In this paper, we propose LiJAR, LinkedIn's Job Applications Forecasting and Redistribution system, with the goal of ensuring that job postings do not receive too many or too few applications, while still providing job recommendations to users with the same level of relevance. Our production deployment of this system as part of LinkedIn's job recommendation engine has resulted in significant increase in the engagement of users for underserved jobs (6.5%) without affecting the user engagement in terms of the total number of job applications, thereby addressing the needs of job seekers as well as job providers simultaneously.

Detecting Network Effects: Randomizing Over Randomized Experiments

Martin Saveski (MIT), Jean Pouget-Abadie (Harvard), Guillaume Saint-Jacques (MIT), Weitao Duan, Souvik Ghosh, Ya Xu (LinkedIn), Edo Airoldi (Harvard)

Randomized experiments, or A/B tests, are the standard approach for evaluating the causal effects of new product features, i.e., treatments. The validity of these tests rests on the “stable unit treatment value assumption” (SUTVA), which implies that the treatment only affects the behavior of treated users, and does not affect the behavior of others. Violations of SUTVA, common in features that exhibit network effects, result in inaccurate estimates of the causal effect of treatment. In this paper, we leverage a new experimental design for testing whether SUTVA holds, without making any assumptions on how treatment effects may spill over between the treatment and the control group. To achieve this, we simultaneously run both a completely randomized and a cluster-based randomized experiment, and then we compare the difference of the resulting estimates. We present a statistical test for measuring the significance of this difference and other theoretical bounds on the Type I error rate. We provide practical guidelines for implementing our methodology on large-scale experimentation platforms. Importantly, the proposed methodology can be applied to settings in which a network is not necessarily observed but, if available, can be used in the analysis.

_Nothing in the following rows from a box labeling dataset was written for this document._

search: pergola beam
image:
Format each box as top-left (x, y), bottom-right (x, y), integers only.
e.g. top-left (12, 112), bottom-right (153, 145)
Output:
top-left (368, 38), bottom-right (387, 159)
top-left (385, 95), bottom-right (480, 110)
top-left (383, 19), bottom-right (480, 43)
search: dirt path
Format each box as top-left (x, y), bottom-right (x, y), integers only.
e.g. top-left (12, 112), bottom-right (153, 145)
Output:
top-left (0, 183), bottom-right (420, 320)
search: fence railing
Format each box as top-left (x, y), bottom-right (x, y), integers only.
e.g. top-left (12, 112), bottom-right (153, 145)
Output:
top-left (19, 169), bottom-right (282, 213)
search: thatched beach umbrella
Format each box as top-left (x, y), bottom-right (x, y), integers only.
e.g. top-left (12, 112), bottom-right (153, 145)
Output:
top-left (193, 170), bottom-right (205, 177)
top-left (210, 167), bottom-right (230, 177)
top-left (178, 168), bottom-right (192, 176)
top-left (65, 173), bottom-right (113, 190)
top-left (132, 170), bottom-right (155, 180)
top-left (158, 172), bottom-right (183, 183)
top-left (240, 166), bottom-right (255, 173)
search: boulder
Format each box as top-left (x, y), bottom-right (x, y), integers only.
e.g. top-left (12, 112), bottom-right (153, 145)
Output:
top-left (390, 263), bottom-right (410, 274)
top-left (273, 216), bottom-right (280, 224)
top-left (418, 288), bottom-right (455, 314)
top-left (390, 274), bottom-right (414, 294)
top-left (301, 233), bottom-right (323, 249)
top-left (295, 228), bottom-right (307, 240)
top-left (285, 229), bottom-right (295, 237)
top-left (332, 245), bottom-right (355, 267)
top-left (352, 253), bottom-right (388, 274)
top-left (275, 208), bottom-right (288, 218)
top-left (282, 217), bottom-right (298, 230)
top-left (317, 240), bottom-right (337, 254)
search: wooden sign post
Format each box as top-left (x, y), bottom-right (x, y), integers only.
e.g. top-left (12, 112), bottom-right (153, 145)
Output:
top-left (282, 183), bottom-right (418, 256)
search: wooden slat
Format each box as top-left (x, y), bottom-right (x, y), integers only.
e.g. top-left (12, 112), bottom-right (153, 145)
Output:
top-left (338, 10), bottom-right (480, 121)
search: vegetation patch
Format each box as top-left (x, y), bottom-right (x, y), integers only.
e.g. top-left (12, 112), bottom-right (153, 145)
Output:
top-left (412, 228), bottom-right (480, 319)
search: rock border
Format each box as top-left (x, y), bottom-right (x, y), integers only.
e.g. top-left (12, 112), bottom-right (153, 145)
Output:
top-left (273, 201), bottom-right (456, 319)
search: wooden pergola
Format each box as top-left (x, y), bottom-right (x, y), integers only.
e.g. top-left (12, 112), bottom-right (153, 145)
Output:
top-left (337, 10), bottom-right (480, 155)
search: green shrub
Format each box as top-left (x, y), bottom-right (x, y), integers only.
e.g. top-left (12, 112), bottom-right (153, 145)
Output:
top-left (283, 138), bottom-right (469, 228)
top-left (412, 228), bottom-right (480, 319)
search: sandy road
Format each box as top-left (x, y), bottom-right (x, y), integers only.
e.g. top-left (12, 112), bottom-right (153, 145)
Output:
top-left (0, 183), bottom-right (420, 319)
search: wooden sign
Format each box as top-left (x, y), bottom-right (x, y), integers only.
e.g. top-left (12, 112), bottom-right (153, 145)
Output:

Finally, we deploy this design to LinkedIn’s experimentation platform and apply it to two online experiments, highlighting the presence of network effects and bias in standard A/B testing approaches in a real-world setting.

BDT: Boosting Decision Tables for High Accuracy and Scoring Efficiency

Yin Lou (Airbnb), Mikhail Obukhov (LinkedIn)

In this work we present gradient boosted decision tables (BDTs). A d-dimensional decision table is essentially a mapping from a sequence of d boolean tests to a real value. We present novel algorithms to fit decision tables and develop novel data structures to support fast scoring. In our experiments, we observe that BDT improves both accuracy and scoring efficient. We complement our experimental evaluation with a bias-variance analysis that explains how different weak models influence the predictive power of the boosted ensemble. Our experiments suggest gradient boosting with randomly backfitted decision tables distinguishes itself as the most accurate method on a number of classification and regression problems. We have deployed a BDT model to LinkedIn news feed system and achieved significant lift in key metrics.

Data-Driven Reserve Prices for Social Advertising Auctions at LinkedIn

Tingting Cui (Houzz), Lijun Peng, David Pardoe, Kun Liu, Deepak Agarwal, Deepak Kumar (LinkedIn)

Online advertising auctions constitute an important source of revenue for search engines such as Google and Bing, as well as social networks such as Facebook, LinkedIn, and Twitter. We study the problem of setting the optimal reserve price in a Generalized Second Price auction, guided by auction theory with suitable adaptations to social advertising at LinkedIn. Two types of reserve prices are deployed: one at the user level, which is kept private by the publisher, and the other at the audience segment level, which is made public to advertisers. We demonstrate through field experiments the effectiveness of this reserve price mechanism to promote demand growth, increase ads revenue, and improve advertiser experience.